Von der positiven Wirkung des Gesangs überzeugt sind auch Dr. Wilfrid Glantschnig und Dr. Gertraud Glantschnig. Seit Herbst 2010 bietet das Osttiroler Ärztepaar am Bezirkskrankenhaus Lienz, dem ersten von Wolfgang Bossinger zertifizierten Singenden Krankenhaus Österreichs, 14-tägig eine offene Singgruppe an. Stationäre und ehemalige Patienten „sind mit Begeisterung dabei“, berichtet Wilfrid Glantschnig.

Durch den Körpereinsatz wird zusätzlich Stress abgebaut. „Wenn Bewegung ins Spiel kommt in Form von rhythmischer Gestaltung oder einfachen Kreistänzen, verstärkt sich die Wirkung des gemeinsamen Singens, das Erleben von Glücksgefühl und Verbundenheit mit anderen“, ergänzt Gerda Brock.

Eine besondere Wirkung hat das Singen bei Schmerzen: „Es ist nachgewiesen, dass dabei körpereigene, schmerzstillende Opiate ausgeschüttet werden und dass von Herzen kommender Gesang von den Schmerzen ablenkt“, berichtet Norbert Hermanns. Auch bei Sprachstörungen, z. B. nach einem Schlaganfall, gilt der Gesang als wirksame Therapie.

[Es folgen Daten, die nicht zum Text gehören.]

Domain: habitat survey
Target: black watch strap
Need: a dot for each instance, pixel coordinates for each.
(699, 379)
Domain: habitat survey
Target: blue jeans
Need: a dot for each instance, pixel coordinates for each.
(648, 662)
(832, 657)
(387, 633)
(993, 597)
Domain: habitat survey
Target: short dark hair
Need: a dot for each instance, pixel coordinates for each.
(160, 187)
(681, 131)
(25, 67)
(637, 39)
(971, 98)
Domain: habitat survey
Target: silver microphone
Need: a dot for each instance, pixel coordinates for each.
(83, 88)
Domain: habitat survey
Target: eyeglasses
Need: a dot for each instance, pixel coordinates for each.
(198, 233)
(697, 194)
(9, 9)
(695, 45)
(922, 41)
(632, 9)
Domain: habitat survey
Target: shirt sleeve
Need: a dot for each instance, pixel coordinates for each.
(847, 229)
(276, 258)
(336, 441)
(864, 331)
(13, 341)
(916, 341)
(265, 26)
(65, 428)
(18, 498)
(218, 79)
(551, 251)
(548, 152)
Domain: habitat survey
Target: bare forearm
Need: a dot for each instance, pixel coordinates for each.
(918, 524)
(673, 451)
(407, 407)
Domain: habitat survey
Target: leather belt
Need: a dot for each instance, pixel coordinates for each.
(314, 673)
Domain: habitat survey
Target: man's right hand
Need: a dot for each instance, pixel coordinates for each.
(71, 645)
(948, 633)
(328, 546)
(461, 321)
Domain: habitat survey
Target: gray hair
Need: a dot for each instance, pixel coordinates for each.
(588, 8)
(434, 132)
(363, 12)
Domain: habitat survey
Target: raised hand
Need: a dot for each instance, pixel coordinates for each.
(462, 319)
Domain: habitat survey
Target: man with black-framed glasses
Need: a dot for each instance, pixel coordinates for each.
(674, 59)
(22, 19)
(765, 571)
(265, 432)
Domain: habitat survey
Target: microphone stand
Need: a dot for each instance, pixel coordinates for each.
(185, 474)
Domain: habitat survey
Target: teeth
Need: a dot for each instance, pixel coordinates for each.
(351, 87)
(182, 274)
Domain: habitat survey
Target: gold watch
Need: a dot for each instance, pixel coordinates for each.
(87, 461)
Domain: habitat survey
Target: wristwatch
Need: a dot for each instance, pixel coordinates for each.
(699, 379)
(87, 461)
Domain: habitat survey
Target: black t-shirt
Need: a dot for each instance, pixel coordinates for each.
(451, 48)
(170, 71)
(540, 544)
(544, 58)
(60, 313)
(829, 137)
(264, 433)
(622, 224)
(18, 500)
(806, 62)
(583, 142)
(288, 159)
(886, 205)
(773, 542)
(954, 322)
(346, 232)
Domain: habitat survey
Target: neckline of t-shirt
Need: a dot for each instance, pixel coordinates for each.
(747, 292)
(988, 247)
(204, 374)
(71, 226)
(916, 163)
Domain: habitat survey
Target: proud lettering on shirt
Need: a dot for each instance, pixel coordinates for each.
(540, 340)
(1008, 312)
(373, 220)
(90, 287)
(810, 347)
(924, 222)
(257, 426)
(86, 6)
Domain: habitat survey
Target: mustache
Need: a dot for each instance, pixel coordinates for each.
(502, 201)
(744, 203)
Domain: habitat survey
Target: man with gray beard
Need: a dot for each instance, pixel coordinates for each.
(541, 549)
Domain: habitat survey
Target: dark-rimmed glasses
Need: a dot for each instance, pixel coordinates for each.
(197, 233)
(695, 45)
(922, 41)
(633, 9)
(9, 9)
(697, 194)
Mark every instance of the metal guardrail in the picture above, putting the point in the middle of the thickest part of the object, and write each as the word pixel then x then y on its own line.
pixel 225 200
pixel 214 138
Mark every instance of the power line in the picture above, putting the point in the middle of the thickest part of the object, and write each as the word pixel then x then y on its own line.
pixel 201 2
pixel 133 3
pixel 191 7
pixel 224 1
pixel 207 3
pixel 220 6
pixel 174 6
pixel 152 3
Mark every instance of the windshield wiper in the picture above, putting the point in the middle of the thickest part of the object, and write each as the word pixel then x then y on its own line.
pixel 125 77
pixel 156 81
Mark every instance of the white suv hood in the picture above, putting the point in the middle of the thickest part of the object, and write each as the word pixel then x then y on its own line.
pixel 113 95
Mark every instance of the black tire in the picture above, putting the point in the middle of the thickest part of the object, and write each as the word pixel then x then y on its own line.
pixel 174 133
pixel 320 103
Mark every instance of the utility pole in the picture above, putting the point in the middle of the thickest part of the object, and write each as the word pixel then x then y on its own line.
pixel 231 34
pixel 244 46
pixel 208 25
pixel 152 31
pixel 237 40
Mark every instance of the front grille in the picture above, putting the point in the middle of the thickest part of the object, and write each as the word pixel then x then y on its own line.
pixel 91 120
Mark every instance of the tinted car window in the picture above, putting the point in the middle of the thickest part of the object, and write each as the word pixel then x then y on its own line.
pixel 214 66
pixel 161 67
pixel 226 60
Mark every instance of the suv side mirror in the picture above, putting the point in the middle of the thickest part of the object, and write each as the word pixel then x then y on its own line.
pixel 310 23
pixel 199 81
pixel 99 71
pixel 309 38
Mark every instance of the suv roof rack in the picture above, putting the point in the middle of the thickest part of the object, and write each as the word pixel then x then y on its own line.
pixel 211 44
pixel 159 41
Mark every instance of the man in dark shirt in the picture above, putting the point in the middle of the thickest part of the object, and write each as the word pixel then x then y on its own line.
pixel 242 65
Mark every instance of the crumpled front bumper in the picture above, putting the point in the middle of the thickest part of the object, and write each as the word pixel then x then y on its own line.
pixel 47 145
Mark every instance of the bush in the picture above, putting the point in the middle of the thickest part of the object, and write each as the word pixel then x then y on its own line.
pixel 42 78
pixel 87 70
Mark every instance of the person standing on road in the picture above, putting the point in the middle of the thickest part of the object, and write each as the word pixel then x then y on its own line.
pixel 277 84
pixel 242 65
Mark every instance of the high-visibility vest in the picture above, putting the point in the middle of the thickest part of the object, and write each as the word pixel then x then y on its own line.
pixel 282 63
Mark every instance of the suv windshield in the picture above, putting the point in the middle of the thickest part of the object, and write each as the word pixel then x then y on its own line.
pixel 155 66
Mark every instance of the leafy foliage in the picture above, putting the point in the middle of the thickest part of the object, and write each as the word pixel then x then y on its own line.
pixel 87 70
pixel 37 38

Während das Sprachzentrum auf die linke, analytische Hirnhälfte beschränkt ist, aktiviert Musik beide Seiten des Gehirns. Ist das Sprachzentrum nach einem Schlaganfall geschädigt, so können durch die musikalische Behandlung neue, dauerhafte Verbindungen in der rechten Gehirnhälfte geschaffen werden.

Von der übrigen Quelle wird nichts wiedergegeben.